少子高齢化の進行や人手不足を背景とし政府は継続雇用年齢の70歳への引き上げへ検討しているなど、高齢者の雇用を継続しようという流れになっています。

その中で老齢厚生年金を受給しながら働いている方もいるのではないでしょうか。

・ 老齢厚生年金を受給しながら勤めていて、厚生年金保険に加入している場合

・ 70歳以上の方が厚生年金保険の適用事業所にお勤めになった場合

には、「老齢厚生年金の額」と「給与や賞与の額」に応じて、受給できる年金の一部または全額が支給停止となる場合があります

支給停止となる場合もあるんです

これを在職老齢年金といいますが、この在職老齢年金にも2種類あり

・ 60歳台後半以降(65歳以後)の在職老齢年金

・ 60歳台前半(60歳から65歳未満)の在職老齢年金

があります。

その中でも今回は「60歳台後半以降(65歳以後)の在職老齢年金」をピックアップしたいと思います。

「65歳以後の在職老齢年金」の計算方法

老齢厚生年金の額と給与や賞与の額により、受給できる年金の一部または全額が支給停止されます。

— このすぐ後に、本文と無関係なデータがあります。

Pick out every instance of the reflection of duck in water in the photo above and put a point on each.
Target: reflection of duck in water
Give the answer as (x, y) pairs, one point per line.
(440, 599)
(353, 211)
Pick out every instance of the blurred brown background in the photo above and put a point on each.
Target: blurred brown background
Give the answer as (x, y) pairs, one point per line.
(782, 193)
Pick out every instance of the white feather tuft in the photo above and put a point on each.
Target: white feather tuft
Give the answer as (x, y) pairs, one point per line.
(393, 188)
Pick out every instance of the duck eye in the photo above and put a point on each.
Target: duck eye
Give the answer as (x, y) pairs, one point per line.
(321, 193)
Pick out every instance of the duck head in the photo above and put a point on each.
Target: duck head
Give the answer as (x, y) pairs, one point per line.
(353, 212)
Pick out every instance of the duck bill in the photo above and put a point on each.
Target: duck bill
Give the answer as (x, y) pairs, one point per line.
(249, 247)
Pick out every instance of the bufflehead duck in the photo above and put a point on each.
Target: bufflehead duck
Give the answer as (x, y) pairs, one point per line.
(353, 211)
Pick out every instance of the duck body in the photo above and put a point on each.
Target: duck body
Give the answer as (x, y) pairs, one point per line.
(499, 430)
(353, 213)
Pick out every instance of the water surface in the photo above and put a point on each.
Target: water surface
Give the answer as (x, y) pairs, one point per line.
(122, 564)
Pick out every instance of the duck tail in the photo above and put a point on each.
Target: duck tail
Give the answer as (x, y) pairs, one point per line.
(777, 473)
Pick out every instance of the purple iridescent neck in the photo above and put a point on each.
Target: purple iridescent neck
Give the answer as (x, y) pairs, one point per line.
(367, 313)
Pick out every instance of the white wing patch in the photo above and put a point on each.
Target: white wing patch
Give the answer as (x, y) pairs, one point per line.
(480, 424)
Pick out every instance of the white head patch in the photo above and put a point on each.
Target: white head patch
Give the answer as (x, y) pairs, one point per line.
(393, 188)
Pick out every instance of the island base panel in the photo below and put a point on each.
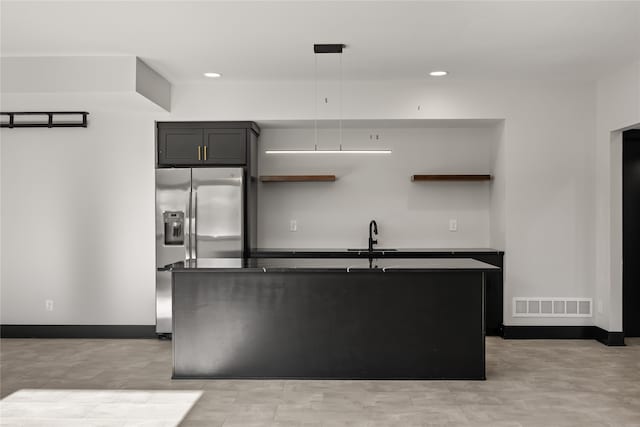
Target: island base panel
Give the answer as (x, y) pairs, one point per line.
(412, 325)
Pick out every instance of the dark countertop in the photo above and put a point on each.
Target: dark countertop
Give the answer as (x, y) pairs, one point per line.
(381, 251)
(328, 264)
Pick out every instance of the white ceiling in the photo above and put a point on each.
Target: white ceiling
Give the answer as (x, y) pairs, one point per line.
(386, 40)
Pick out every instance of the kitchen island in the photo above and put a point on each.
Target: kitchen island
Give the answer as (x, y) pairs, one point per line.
(329, 318)
(493, 279)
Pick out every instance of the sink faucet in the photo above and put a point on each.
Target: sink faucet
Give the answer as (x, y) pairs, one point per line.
(373, 229)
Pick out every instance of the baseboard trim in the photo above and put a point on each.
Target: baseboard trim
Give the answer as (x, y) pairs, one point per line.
(548, 332)
(78, 331)
(564, 333)
(608, 338)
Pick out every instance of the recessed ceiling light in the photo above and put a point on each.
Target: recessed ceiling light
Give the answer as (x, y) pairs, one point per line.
(438, 73)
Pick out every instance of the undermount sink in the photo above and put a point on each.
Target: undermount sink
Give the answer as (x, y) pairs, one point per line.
(374, 250)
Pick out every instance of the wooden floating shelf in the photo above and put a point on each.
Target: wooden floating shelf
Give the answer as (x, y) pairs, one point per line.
(450, 177)
(297, 178)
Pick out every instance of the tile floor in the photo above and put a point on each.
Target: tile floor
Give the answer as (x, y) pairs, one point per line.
(530, 383)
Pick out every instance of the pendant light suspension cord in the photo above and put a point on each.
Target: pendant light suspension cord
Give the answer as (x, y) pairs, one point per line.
(340, 105)
(315, 101)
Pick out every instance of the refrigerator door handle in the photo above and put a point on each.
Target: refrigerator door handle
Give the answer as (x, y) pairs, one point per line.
(194, 235)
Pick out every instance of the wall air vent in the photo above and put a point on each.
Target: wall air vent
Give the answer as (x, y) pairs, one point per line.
(552, 307)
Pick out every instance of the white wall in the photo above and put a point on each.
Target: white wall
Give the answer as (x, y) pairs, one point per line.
(547, 143)
(77, 220)
(618, 107)
(409, 214)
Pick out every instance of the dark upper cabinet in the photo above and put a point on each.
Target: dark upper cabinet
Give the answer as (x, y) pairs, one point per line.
(180, 146)
(204, 143)
(225, 146)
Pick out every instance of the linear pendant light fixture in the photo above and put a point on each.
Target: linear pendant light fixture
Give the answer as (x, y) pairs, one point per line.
(327, 48)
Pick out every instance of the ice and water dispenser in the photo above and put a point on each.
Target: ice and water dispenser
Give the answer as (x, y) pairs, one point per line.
(173, 228)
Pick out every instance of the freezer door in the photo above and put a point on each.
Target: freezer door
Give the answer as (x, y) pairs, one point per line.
(173, 198)
(218, 206)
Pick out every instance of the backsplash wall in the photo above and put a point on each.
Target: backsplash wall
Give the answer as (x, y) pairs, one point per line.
(409, 214)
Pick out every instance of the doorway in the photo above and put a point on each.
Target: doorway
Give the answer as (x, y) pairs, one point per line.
(631, 233)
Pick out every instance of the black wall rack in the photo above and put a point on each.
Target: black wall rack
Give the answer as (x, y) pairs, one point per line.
(50, 121)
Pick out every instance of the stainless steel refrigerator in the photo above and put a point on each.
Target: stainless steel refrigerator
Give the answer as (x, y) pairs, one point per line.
(200, 213)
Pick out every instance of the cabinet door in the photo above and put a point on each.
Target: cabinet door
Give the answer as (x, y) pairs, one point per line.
(225, 146)
(178, 146)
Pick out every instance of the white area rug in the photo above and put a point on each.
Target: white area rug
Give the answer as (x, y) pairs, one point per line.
(99, 408)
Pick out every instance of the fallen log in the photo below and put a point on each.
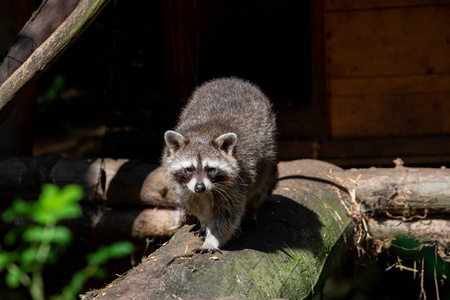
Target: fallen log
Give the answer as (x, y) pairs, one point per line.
(104, 180)
(301, 235)
(304, 230)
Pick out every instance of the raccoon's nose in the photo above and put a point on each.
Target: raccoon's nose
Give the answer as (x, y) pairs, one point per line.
(199, 187)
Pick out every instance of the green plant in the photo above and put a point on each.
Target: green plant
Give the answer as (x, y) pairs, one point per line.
(27, 248)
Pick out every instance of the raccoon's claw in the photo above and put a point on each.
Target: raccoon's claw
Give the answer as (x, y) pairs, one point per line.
(204, 250)
(199, 233)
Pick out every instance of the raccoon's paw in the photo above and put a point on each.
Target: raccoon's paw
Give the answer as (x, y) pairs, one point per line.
(207, 250)
(198, 231)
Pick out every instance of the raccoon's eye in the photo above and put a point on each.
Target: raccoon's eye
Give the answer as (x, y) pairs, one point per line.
(189, 170)
(211, 171)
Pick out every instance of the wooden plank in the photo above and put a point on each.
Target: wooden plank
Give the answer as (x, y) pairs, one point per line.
(398, 85)
(379, 116)
(372, 151)
(388, 42)
(340, 5)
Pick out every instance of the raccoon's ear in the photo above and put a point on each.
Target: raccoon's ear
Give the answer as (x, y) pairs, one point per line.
(174, 140)
(226, 142)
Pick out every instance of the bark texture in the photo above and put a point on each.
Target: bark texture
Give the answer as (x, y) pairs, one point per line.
(43, 39)
(301, 235)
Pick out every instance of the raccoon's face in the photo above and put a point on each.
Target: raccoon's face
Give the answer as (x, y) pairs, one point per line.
(201, 168)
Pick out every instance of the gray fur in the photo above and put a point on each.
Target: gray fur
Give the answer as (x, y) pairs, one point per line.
(230, 122)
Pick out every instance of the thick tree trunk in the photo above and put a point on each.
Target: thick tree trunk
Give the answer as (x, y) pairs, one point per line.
(303, 231)
(301, 235)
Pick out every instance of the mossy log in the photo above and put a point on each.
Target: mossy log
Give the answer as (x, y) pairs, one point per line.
(301, 235)
(303, 232)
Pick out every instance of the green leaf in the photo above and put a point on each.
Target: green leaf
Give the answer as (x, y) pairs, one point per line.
(55, 205)
(5, 259)
(13, 277)
(28, 257)
(62, 235)
(33, 234)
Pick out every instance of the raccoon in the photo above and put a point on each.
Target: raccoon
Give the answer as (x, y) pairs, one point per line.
(220, 160)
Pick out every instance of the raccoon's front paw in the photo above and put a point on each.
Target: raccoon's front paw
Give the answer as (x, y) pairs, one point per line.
(198, 231)
(207, 250)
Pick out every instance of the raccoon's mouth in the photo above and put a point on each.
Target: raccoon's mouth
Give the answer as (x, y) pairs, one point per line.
(199, 187)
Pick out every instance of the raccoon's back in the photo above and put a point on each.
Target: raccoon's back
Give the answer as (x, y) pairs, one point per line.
(232, 105)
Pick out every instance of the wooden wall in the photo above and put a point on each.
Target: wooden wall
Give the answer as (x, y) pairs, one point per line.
(388, 68)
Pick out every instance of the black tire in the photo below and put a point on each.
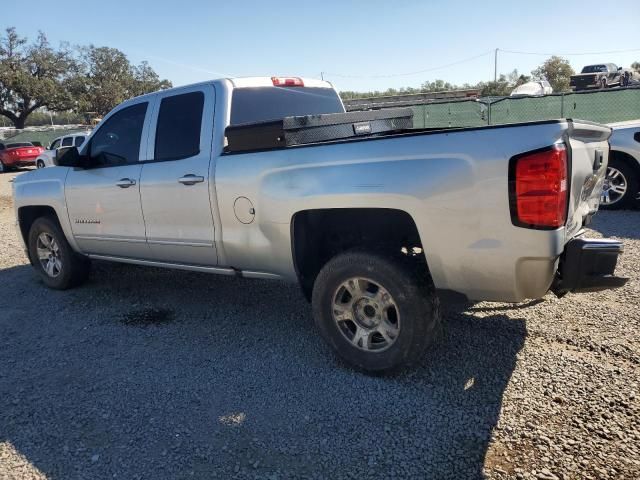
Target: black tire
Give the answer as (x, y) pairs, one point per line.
(628, 200)
(74, 269)
(410, 287)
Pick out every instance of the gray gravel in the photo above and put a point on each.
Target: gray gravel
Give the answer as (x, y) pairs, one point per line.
(147, 373)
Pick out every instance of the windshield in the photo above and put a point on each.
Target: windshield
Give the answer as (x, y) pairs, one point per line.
(594, 69)
(259, 104)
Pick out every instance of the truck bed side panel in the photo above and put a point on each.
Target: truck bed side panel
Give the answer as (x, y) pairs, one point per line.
(453, 184)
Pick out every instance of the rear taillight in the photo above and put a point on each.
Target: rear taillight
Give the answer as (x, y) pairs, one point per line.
(539, 188)
(287, 82)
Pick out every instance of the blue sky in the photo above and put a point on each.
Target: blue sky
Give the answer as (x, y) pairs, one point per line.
(356, 43)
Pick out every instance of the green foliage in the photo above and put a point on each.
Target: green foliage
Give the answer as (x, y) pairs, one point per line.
(32, 76)
(85, 79)
(108, 78)
(502, 87)
(557, 71)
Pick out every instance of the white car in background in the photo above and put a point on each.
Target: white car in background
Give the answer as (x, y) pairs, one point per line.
(47, 158)
(536, 88)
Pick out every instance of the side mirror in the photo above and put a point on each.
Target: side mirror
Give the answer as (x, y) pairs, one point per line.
(68, 157)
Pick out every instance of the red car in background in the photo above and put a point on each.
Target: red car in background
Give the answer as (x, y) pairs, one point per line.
(14, 155)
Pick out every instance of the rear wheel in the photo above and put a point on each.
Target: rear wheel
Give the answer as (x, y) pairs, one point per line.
(53, 258)
(378, 313)
(620, 187)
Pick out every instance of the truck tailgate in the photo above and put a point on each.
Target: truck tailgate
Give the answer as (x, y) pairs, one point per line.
(589, 147)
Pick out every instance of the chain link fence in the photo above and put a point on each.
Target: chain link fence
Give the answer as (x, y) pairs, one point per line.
(603, 106)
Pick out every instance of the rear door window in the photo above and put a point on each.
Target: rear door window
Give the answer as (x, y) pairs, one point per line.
(179, 125)
(117, 141)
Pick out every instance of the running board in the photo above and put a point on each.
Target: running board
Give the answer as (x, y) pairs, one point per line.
(230, 271)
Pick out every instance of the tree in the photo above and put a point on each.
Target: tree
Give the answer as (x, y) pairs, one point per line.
(146, 80)
(557, 71)
(32, 76)
(108, 79)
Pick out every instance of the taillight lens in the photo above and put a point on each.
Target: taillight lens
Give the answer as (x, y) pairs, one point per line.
(539, 188)
(287, 82)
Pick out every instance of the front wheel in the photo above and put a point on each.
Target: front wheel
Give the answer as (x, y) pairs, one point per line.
(378, 313)
(59, 266)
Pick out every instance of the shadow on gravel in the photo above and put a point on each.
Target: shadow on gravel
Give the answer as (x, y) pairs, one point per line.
(237, 385)
(617, 223)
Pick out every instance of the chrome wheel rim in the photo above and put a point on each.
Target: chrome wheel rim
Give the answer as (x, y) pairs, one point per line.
(614, 188)
(49, 254)
(366, 314)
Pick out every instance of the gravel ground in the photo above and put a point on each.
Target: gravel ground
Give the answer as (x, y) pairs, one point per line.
(146, 373)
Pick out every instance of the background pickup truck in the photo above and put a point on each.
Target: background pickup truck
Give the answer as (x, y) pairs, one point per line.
(373, 227)
(596, 76)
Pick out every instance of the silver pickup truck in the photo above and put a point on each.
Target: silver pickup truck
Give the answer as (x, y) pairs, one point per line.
(373, 227)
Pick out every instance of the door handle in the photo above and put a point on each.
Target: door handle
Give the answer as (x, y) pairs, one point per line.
(191, 179)
(125, 182)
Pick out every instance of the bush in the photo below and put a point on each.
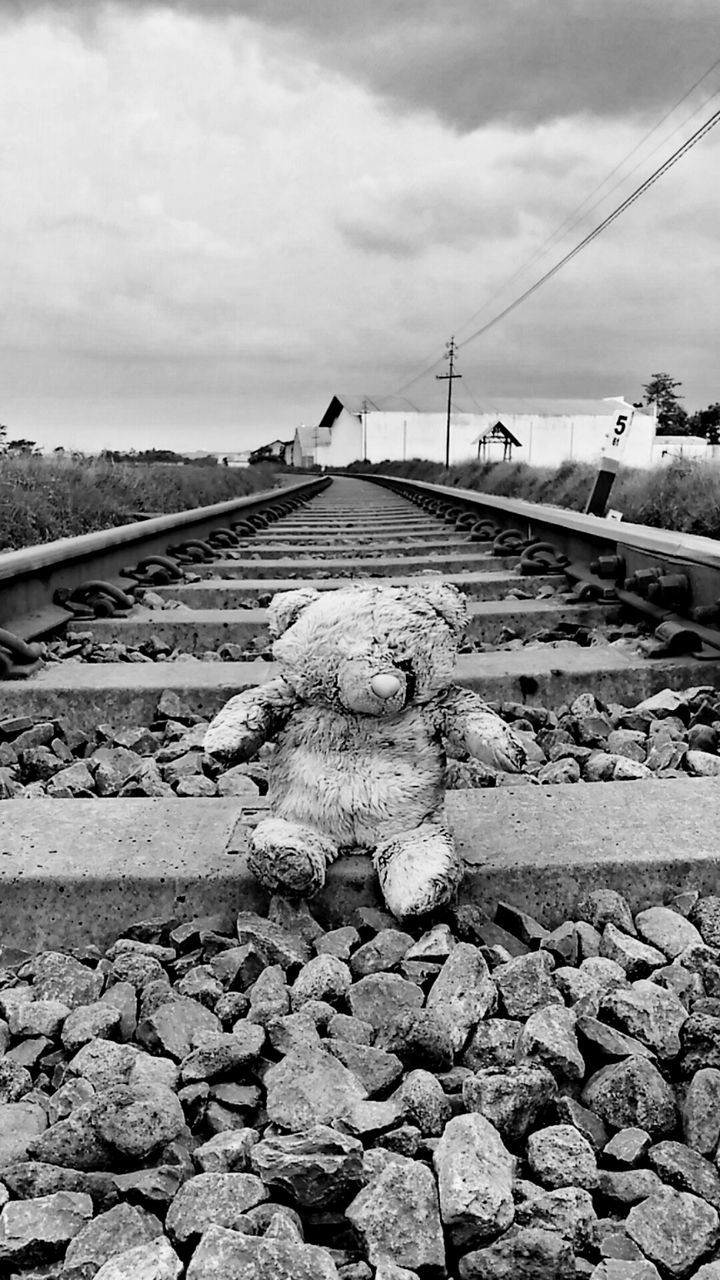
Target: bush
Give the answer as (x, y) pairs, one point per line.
(46, 498)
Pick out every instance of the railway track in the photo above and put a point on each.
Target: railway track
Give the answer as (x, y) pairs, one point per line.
(244, 1088)
(545, 630)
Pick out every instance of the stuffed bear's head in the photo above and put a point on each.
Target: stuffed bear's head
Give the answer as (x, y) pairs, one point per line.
(368, 649)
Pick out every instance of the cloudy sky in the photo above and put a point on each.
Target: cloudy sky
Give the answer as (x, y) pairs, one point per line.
(217, 214)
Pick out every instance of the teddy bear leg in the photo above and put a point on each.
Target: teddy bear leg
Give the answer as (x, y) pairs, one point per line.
(418, 871)
(290, 858)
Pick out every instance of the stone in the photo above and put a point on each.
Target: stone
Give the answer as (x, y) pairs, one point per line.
(153, 1261)
(424, 1102)
(569, 1111)
(628, 1147)
(700, 1111)
(650, 1013)
(277, 945)
(687, 1170)
(568, 1210)
(213, 1198)
(381, 954)
(315, 1168)
(666, 929)
(397, 1217)
(632, 1093)
(511, 1098)
(525, 984)
(222, 1052)
(236, 1256)
(598, 1040)
(173, 1025)
(625, 1187)
(674, 1229)
(419, 1037)
(39, 1230)
(548, 1037)
(37, 1018)
(636, 958)
(89, 1022)
(106, 1235)
(376, 1070)
(464, 992)
(322, 978)
(559, 1156)
(706, 918)
(337, 942)
(522, 1253)
(381, 996)
(137, 1121)
(492, 1043)
(60, 977)
(605, 906)
(21, 1123)
(310, 1087)
(474, 1171)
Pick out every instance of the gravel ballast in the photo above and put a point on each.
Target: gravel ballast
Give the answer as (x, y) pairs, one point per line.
(259, 1097)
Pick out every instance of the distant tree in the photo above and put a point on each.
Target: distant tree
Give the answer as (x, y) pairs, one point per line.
(23, 447)
(671, 417)
(706, 423)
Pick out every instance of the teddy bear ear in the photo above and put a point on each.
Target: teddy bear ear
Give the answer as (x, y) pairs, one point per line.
(286, 607)
(447, 600)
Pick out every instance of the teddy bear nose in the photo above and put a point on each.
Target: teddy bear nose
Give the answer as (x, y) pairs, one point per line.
(384, 686)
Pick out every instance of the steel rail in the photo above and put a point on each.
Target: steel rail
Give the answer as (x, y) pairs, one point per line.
(30, 577)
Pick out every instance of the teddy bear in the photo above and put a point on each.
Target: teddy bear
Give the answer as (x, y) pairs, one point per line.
(364, 714)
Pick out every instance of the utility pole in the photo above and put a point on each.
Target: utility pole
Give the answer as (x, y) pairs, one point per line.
(450, 376)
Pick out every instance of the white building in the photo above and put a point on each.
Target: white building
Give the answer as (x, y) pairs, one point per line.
(546, 433)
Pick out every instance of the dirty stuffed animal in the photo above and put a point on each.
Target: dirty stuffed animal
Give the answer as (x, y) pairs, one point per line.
(363, 713)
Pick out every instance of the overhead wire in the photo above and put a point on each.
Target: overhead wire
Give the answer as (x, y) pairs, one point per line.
(577, 214)
(606, 222)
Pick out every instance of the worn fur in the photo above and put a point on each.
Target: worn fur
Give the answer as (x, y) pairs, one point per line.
(363, 714)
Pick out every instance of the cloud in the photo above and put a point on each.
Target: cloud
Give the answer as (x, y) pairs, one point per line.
(477, 62)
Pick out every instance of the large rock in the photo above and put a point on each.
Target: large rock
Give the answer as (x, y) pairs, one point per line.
(632, 1093)
(522, 1253)
(106, 1235)
(310, 1087)
(40, 1230)
(227, 1255)
(464, 992)
(21, 1123)
(153, 1261)
(173, 1027)
(315, 1168)
(397, 1216)
(525, 984)
(559, 1156)
(213, 1198)
(650, 1013)
(474, 1171)
(674, 1229)
(511, 1098)
(701, 1111)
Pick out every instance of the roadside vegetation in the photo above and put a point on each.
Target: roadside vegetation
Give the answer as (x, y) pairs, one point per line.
(44, 498)
(683, 496)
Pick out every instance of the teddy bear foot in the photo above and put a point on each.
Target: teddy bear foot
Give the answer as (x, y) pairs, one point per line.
(288, 858)
(418, 871)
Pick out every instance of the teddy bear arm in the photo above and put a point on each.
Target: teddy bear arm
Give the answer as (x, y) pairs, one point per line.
(249, 720)
(470, 727)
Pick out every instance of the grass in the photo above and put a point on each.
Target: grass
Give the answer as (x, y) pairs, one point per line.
(46, 498)
(683, 496)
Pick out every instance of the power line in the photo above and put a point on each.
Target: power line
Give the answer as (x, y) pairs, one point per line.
(630, 200)
(575, 215)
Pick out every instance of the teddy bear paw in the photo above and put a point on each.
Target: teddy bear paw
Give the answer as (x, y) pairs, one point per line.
(419, 871)
(288, 858)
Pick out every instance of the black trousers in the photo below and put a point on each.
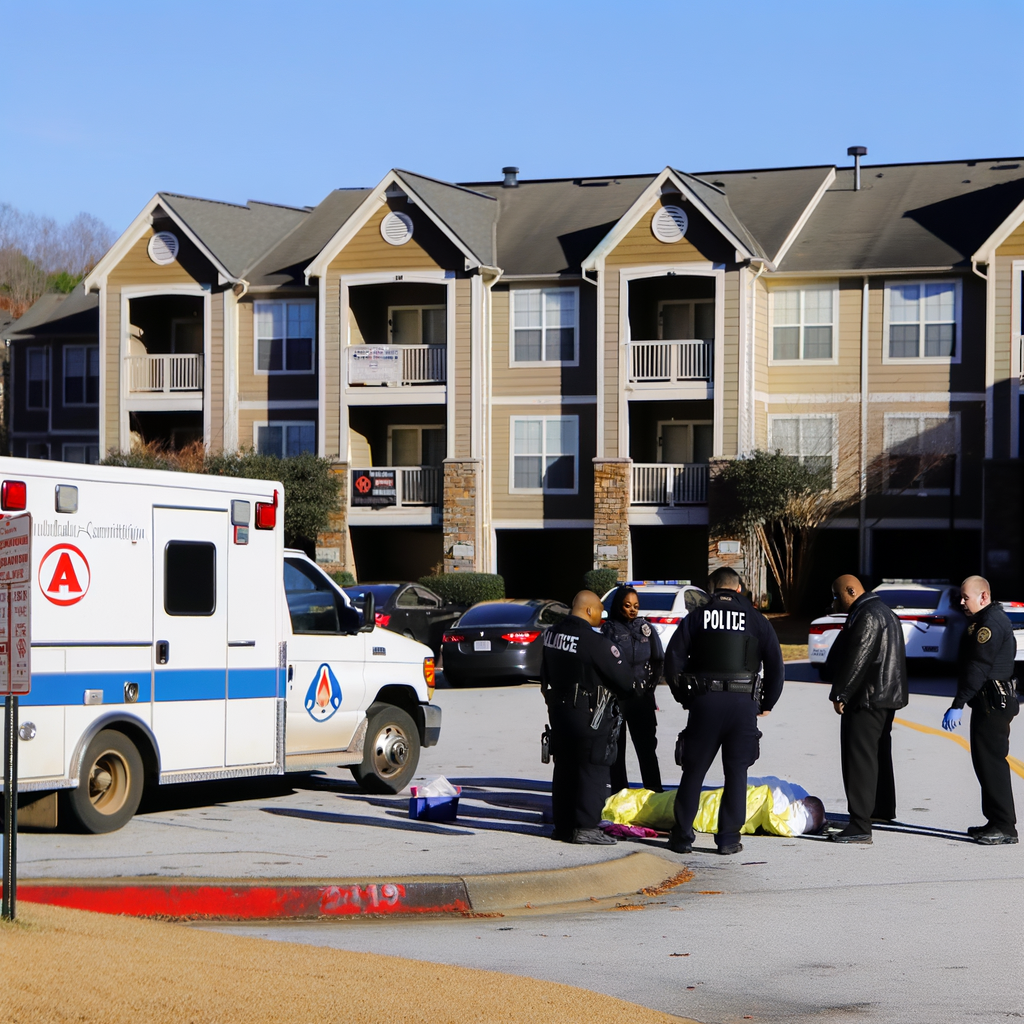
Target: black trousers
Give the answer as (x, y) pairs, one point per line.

それでは、どのような場合に老齢厚生年金が支給停止されたり支給停止されなかったりするのでしょうか

順を追ってみていきたいと思います。

【確認事項1】「(a) 基本月額」+「(b) 総報酬月額相当額」の合計額を計算します

(a) 基本月額

加給年金額を除いた老齢厚生(退職共済)年金(報酬比例部分)の月額

計算例

Aさんの老齢厚生年金(報酬比例部分)の額が年間120万の場合は12か月で割り1か月あたりの老齢厚生年金(報酬比例部分)の額を計算します。

120万円 ÷ 12か月 = 10万円

この場合、基本月額は10万円です。

(b) 総報酬月額相当額

(その月の標準報酬月額※)+(その月以前1年間の標準賞与額※の合計)÷ 12

※70歳以上の方の場合には標準報酬月額に相当する額、標準賞与額に相当する額となります。

計算例

Aさんは、会社から給与として毎月25万円(総支給額)、賞与が年間60万円支給されている場合

その月の標準報酬月額:25万円の支給額なので、標準報酬月額は26万円※となります。(※「標準報酬月額」の確認方法は、以下の関連記事を参照ください。)

その月以前1年間の標準賞与額※の合計 ÷ 12

賞与が年間60万円支給されているので、その月以前1年間の標準賞与額※の合計は60万円です。(※「標準賞与額」の確認方法は、以下の関連記事を参照ください。)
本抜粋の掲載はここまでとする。